They would like to force consumers to book directly, and they have turned to the government to limit consumer choices and options on their behalf. If successful, that effort may put a few more dollars in their pockets, but it will damage competition and harm their customers.

Since the advent of the Internet, hotels and airlines have used third-party booking sites to fill excess rooms or seats. Travel companies have become so reliant on these websites that consultants for the hotel industry have deemed them “hotel cocaine.” They also resent that the sites have accumulated considerable market power by attracting large customer bases, which in turn provides leverage during contract negotiations. Hotels that can persuade, or force, more of those customers to book directly stand to gain through increased profits.

If hotels want people to book directly, they should compete for the eyes and pocketbooks of the American people. By all means they have every right to decide whether they wish to have a business relationship with online travel agencies and other third-party sellers that operate on commission, but when their lobbyists are turning to government to intervene, that’s another matter entirely.
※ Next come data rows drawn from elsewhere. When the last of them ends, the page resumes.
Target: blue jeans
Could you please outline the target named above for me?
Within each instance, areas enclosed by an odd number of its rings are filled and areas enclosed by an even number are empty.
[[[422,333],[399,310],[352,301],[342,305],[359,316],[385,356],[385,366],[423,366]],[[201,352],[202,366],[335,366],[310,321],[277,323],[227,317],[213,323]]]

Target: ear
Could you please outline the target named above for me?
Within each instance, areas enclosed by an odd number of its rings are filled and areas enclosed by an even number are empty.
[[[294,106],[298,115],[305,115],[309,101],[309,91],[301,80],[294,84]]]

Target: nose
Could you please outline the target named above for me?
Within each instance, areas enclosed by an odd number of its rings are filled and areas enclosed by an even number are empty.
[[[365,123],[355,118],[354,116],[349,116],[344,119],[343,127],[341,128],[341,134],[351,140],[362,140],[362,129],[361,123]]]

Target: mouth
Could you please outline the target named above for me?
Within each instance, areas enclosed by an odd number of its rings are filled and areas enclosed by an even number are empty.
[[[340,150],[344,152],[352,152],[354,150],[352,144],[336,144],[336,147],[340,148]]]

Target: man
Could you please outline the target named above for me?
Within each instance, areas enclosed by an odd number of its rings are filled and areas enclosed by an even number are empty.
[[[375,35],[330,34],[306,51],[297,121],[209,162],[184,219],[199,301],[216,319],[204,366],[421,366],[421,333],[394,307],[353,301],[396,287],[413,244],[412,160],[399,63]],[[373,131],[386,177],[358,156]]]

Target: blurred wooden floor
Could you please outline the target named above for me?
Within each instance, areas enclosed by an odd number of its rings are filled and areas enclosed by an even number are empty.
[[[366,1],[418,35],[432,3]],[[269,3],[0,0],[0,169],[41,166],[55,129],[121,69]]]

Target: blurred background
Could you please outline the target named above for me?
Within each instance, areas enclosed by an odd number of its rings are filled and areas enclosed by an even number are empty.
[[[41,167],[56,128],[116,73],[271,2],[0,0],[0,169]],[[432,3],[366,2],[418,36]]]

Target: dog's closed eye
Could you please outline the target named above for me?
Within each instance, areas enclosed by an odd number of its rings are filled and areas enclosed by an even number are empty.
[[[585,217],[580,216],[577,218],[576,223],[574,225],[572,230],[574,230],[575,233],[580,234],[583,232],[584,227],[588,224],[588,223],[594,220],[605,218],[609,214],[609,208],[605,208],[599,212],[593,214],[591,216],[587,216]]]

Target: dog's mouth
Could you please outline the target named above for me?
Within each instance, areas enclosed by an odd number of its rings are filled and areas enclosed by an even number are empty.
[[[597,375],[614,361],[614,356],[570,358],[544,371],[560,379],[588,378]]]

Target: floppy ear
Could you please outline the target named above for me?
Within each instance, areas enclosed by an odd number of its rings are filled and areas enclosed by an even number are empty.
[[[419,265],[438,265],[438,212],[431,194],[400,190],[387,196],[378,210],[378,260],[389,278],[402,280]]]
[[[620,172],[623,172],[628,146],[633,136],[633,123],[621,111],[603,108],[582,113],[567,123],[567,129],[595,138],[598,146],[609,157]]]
At least five members of Congress and one senator have petitioned the federal government to go after third-party travel sites. Sen. Chuck Grassley, a Republican from Iowa, has urged the Federal Trade Commission to investigate whether consumers know they are booking through a travel site instead of directly, but such confusion is not widespread, and tends to be isolated among the elderly and others not as sophisticated in using the Internet.

Thanks to new technologies, consumers are better able to find the specific information that fits their needs. Travelers already know that price comparison websites provide significant consumer benefits through enhanced price transparency, but studies also show that the subsequent increase in competitive pressure translates into billions of dollars in value each year for travelers. Those benefits will be put in jeopardy if the hotel lobbying campaign is successful.

Fraudulent practices should of course be combated, but existing law is more than up to the task. By blowing risks out of proportion, the current lobbying campaign to push enforcement even further risks politicizing the regulatory process to benefit one special interest over another at the expense of consumers.